A pesar de la gran cantidad de medidas de seguridad alimentaria que se han venido adoptando en los últimos tiempos, cada año millones de personas en todo el mundo sufren algún tipo de enfermedad o intoxicación a través de los alimentos.

La salmonelosis es la enfermedad alimentaria de origen bacterial más común, pero hay muchas más como la campilobacterosis, listeriosisbotulismo y estas son sólo una pequeña muestra dentro de una larguísima lista de enfermedades. Además, hay que agregar las enfermedades provocadas por los parásitos que puedan ingerirse con los alimentos, enfermedades víricas como la Hepatitis B, y las intoxicaciones producidas por pesticidas y otras sustancias que puedan haber contaminado lo que nos llevamos a la boca.

Por tanto, aunque parezca mentira, comer es una actividad de riesgo, y no somos conscientes de la cantidad de peligros que acechan a nuestra salud desde los alimentos que consumimos. Como además, por lo general, no podemos controlar ni tener constancia de cómo se han producido, cómo se han transportado, cómo se han manipulado hasta que llegan a las estanterías de los supermercados, siempre tratamos de pensar lo mejor de los alimentos que vamos a comer.

El pollo y la carne picada de ternera se encuentran en lo alto de la lista de carnes de alto riesgo, y suelen ser responsables de muchas intoxicaciones o incluso de brotes de enfermedades que pueden ser muy graves.
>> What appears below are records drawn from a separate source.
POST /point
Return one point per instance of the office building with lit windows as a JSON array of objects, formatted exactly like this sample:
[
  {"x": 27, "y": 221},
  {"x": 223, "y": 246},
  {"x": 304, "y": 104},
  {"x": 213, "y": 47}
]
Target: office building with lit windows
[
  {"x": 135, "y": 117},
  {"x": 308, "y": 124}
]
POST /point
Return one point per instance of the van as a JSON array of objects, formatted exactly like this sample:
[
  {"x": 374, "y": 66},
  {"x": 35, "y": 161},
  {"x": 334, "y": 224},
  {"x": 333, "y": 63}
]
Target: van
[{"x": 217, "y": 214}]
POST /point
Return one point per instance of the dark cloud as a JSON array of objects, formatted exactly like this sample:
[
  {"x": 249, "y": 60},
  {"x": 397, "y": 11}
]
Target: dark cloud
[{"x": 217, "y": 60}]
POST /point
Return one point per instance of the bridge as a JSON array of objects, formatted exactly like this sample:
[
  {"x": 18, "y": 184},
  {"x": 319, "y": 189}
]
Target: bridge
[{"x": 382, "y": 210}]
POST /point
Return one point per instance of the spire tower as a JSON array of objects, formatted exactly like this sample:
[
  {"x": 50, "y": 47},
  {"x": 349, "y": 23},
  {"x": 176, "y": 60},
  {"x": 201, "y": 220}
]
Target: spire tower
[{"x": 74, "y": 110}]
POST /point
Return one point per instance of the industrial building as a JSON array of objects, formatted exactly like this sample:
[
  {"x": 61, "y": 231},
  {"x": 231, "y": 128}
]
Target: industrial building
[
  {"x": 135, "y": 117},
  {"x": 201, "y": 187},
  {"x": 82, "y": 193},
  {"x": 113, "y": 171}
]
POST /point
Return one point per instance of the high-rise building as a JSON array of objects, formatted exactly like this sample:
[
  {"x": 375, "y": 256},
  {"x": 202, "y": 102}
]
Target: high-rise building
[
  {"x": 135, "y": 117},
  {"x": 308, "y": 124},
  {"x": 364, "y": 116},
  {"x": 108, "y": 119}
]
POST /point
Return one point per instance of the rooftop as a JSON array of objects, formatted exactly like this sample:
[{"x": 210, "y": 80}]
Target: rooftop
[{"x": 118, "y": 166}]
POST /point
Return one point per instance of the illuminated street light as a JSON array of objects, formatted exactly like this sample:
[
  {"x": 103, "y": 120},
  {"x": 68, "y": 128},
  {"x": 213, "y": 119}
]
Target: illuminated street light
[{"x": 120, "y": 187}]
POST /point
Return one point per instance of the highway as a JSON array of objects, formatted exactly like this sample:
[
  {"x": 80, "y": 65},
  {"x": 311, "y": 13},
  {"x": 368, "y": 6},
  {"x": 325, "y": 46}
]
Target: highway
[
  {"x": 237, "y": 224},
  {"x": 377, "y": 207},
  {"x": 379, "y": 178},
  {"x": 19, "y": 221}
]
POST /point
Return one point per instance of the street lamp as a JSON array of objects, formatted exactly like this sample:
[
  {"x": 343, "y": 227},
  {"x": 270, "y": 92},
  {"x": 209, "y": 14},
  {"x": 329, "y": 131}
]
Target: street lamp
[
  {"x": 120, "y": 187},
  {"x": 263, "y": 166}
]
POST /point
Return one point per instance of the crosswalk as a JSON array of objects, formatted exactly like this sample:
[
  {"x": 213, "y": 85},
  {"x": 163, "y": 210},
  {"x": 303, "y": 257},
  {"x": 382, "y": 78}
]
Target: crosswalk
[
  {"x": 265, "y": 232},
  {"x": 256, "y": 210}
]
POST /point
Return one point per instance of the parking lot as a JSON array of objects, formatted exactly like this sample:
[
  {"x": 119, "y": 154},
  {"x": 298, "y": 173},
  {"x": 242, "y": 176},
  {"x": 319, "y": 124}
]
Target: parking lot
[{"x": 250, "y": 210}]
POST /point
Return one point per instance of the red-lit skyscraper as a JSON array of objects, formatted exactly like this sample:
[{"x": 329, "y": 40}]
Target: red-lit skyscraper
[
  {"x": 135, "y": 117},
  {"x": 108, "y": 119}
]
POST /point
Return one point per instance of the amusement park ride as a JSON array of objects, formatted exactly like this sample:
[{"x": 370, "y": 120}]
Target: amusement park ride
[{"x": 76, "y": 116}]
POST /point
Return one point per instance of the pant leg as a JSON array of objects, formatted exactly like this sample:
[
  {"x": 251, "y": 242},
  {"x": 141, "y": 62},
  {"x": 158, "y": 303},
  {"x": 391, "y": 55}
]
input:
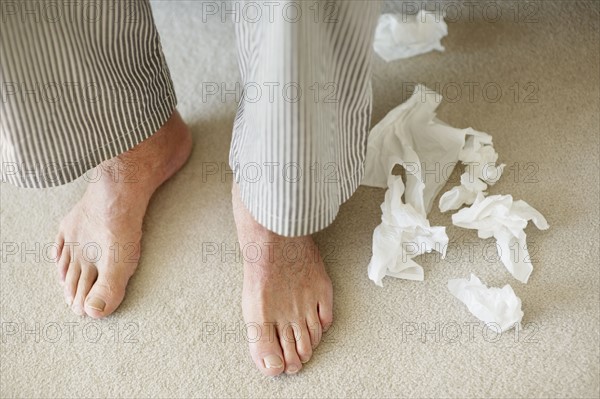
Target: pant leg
[
  {"x": 300, "y": 135},
  {"x": 81, "y": 83}
]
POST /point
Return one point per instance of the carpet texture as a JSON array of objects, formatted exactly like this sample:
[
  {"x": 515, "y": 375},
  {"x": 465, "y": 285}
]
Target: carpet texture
[{"x": 534, "y": 73}]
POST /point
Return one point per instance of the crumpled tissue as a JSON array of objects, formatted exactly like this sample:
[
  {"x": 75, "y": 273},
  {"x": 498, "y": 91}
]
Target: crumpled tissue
[
  {"x": 500, "y": 217},
  {"x": 403, "y": 234},
  {"x": 400, "y": 36},
  {"x": 412, "y": 137},
  {"x": 479, "y": 157},
  {"x": 490, "y": 305}
]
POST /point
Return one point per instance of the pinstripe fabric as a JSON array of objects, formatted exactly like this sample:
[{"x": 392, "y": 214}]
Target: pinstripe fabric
[
  {"x": 297, "y": 150},
  {"x": 81, "y": 83}
]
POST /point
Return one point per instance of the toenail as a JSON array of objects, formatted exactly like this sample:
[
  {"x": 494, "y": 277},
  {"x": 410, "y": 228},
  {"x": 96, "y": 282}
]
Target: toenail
[
  {"x": 96, "y": 304},
  {"x": 273, "y": 362}
]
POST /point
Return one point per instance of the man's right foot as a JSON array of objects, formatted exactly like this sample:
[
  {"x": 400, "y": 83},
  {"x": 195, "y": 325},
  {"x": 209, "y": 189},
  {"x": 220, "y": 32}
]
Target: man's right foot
[
  {"x": 287, "y": 299},
  {"x": 99, "y": 240}
]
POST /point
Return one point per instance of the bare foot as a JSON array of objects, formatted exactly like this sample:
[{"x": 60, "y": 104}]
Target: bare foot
[
  {"x": 287, "y": 300},
  {"x": 99, "y": 240}
]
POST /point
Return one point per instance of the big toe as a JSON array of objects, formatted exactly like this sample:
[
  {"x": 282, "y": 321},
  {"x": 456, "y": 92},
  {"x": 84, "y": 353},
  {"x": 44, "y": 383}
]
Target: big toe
[
  {"x": 265, "y": 349},
  {"x": 106, "y": 295}
]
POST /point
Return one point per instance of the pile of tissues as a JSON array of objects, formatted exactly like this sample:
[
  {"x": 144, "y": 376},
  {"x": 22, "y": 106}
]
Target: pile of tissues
[
  {"x": 490, "y": 305},
  {"x": 411, "y": 136},
  {"x": 400, "y": 36}
]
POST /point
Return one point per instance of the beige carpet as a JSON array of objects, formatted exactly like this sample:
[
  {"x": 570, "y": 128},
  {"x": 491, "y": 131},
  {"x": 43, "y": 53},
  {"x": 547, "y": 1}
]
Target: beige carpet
[{"x": 180, "y": 327}]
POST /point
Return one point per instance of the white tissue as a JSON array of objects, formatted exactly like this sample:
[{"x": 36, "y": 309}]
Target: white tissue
[
  {"x": 412, "y": 137},
  {"x": 479, "y": 157},
  {"x": 400, "y": 36},
  {"x": 500, "y": 217},
  {"x": 490, "y": 305},
  {"x": 403, "y": 234}
]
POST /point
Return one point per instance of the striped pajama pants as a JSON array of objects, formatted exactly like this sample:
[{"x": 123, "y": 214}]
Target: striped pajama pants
[{"x": 85, "y": 81}]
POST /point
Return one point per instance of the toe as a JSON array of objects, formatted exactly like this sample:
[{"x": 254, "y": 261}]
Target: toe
[
  {"x": 303, "y": 343},
  {"x": 106, "y": 295},
  {"x": 326, "y": 313},
  {"x": 63, "y": 258},
  {"x": 86, "y": 280},
  {"x": 289, "y": 333},
  {"x": 314, "y": 328},
  {"x": 60, "y": 242},
  {"x": 71, "y": 281},
  {"x": 265, "y": 348}
]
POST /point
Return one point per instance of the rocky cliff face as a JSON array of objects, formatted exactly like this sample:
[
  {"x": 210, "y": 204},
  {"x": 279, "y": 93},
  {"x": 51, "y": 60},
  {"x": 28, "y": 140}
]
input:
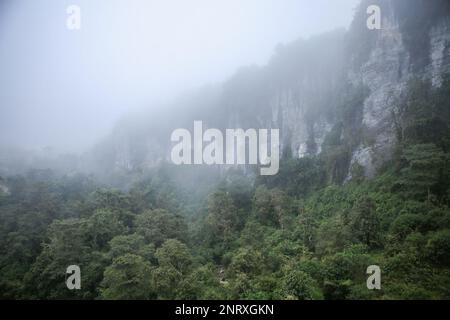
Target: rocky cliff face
[
  {"x": 378, "y": 60},
  {"x": 344, "y": 83},
  {"x": 389, "y": 67}
]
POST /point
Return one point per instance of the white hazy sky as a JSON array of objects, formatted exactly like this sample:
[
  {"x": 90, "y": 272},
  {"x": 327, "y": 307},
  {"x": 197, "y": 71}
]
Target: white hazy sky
[{"x": 66, "y": 88}]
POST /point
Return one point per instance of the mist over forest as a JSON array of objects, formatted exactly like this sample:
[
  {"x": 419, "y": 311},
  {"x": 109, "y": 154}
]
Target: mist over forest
[{"x": 89, "y": 104}]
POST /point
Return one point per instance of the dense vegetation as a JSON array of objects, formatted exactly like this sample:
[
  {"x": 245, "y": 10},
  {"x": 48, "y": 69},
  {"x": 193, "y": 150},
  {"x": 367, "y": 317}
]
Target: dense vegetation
[{"x": 303, "y": 234}]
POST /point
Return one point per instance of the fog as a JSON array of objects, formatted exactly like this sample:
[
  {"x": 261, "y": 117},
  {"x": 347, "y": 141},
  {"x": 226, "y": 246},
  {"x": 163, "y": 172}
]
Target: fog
[{"x": 67, "y": 88}]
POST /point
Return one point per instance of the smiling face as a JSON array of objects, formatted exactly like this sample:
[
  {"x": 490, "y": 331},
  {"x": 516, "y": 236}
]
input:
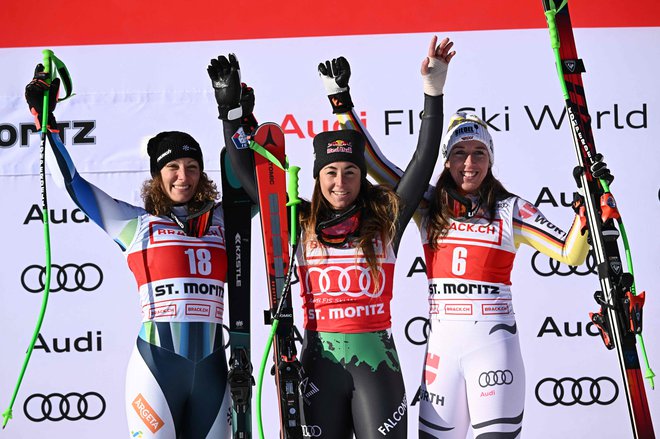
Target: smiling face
[
  {"x": 180, "y": 179},
  {"x": 340, "y": 184},
  {"x": 468, "y": 165}
]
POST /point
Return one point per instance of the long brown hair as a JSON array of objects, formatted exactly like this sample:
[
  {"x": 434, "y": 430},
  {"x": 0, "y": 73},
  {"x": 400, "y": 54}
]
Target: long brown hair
[
  {"x": 156, "y": 201},
  {"x": 381, "y": 208},
  {"x": 490, "y": 192}
]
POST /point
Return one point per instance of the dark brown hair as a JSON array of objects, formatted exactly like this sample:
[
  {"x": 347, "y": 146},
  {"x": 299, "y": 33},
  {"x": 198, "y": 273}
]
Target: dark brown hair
[
  {"x": 490, "y": 192},
  {"x": 156, "y": 201}
]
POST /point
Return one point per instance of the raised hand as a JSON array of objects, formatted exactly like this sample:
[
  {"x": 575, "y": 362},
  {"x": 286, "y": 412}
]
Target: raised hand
[
  {"x": 335, "y": 75},
  {"x": 225, "y": 75},
  {"x": 435, "y": 65}
]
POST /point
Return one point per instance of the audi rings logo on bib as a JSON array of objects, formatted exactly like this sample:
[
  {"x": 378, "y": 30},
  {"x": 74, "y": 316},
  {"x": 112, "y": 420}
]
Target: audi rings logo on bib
[
  {"x": 551, "y": 267},
  {"x": 67, "y": 277},
  {"x": 353, "y": 281},
  {"x": 569, "y": 391},
  {"x": 56, "y": 407},
  {"x": 311, "y": 431},
  {"x": 496, "y": 378}
]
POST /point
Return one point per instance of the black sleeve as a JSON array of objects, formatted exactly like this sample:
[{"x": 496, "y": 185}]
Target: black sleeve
[
  {"x": 417, "y": 175},
  {"x": 242, "y": 159}
]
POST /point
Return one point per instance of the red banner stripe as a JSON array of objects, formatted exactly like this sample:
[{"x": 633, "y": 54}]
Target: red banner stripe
[{"x": 77, "y": 22}]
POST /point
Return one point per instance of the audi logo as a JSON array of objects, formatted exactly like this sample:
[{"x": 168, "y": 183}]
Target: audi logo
[
  {"x": 57, "y": 407},
  {"x": 555, "y": 268},
  {"x": 311, "y": 431},
  {"x": 495, "y": 378},
  {"x": 69, "y": 277},
  {"x": 417, "y": 330},
  {"x": 345, "y": 282},
  {"x": 583, "y": 391}
]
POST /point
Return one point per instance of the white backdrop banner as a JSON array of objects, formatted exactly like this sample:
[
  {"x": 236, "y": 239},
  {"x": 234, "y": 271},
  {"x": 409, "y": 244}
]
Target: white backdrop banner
[{"x": 127, "y": 93}]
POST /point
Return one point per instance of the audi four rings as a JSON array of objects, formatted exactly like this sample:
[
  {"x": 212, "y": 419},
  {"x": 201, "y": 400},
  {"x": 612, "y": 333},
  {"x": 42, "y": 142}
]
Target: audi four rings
[
  {"x": 420, "y": 335},
  {"x": 69, "y": 277},
  {"x": 364, "y": 281},
  {"x": 556, "y": 268},
  {"x": 495, "y": 378},
  {"x": 72, "y": 406},
  {"x": 569, "y": 391}
]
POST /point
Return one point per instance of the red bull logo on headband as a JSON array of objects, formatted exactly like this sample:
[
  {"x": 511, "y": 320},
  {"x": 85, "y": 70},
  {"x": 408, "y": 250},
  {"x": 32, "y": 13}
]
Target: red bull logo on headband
[{"x": 339, "y": 146}]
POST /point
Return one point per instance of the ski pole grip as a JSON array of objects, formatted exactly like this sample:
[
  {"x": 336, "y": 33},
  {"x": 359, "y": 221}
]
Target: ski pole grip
[
  {"x": 48, "y": 61},
  {"x": 552, "y": 28},
  {"x": 292, "y": 192}
]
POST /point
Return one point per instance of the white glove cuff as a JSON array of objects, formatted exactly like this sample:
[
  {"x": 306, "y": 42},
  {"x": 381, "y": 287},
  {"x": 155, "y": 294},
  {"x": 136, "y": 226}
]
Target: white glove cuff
[
  {"x": 434, "y": 81},
  {"x": 331, "y": 87}
]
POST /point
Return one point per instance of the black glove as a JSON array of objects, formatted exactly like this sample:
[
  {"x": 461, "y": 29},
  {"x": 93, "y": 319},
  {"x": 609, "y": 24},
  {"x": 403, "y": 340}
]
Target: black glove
[
  {"x": 34, "y": 95},
  {"x": 599, "y": 169},
  {"x": 225, "y": 75},
  {"x": 248, "y": 121},
  {"x": 335, "y": 75}
]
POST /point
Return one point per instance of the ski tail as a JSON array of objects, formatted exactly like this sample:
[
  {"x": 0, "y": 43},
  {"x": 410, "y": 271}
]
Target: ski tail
[
  {"x": 237, "y": 208},
  {"x": 270, "y": 164},
  {"x": 619, "y": 319}
]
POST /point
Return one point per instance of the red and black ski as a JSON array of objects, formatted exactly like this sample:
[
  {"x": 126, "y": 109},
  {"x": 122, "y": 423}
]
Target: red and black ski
[
  {"x": 271, "y": 184},
  {"x": 619, "y": 318},
  {"x": 237, "y": 208}
]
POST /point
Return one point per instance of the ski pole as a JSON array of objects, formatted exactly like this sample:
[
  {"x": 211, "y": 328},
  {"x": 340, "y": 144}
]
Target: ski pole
[{"x": 52, "y": 65}]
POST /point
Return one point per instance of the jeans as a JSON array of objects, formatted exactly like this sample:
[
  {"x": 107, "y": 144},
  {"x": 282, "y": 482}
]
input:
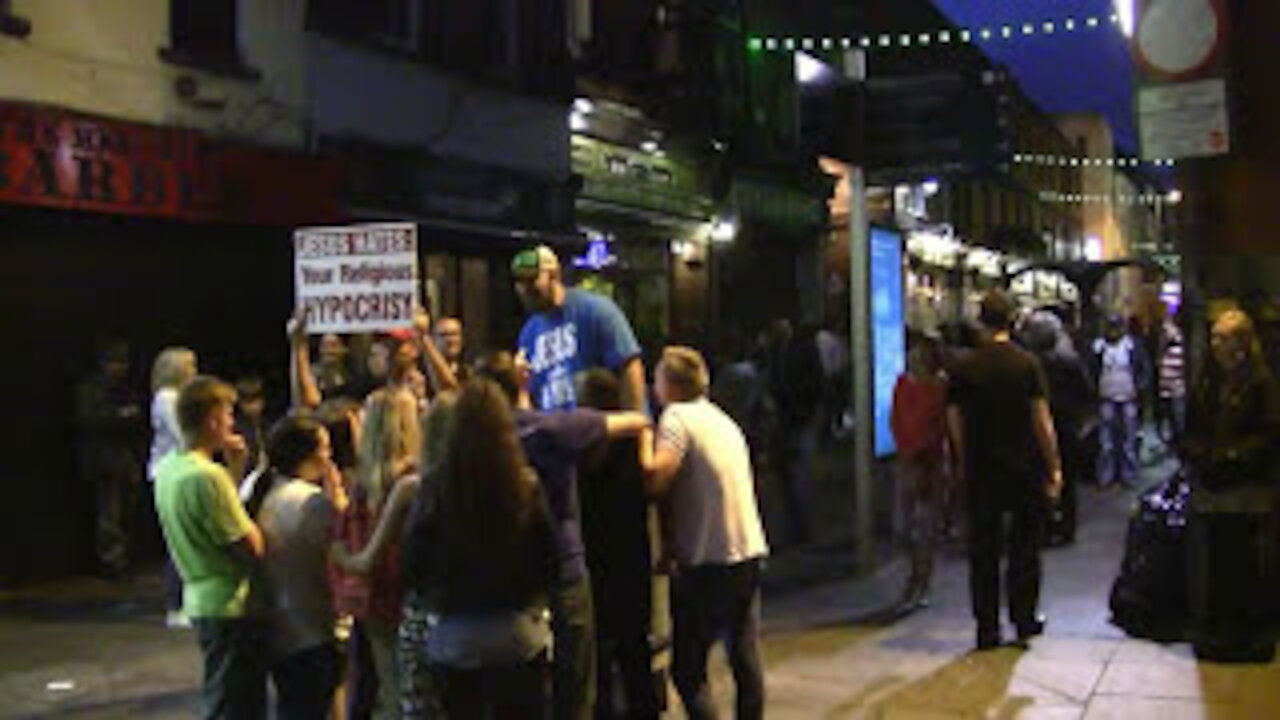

La asociación sin ánimo de lucro “Environmental Working Group” publicó un estudio en el que se analizaba las carnes de los supermercados. Según dicho estudio el 81% de la carne picada de pollo, el 69% de las chuletas de cerdo, el 55% por ciento de carne de ternera molida y el 39% del pollo contenían bacterias resistentes a los antibióticos. La asociación también publicó en el año 2012 una lista de las frutas y verduras con más peligro debido a los pesticidas y químicos, en la cual figuraban los melones, las espinacas y las verduras de ensalada como los más peligrosos dado que eran los alimentos más involucrados en intoxicaciones alimentarias.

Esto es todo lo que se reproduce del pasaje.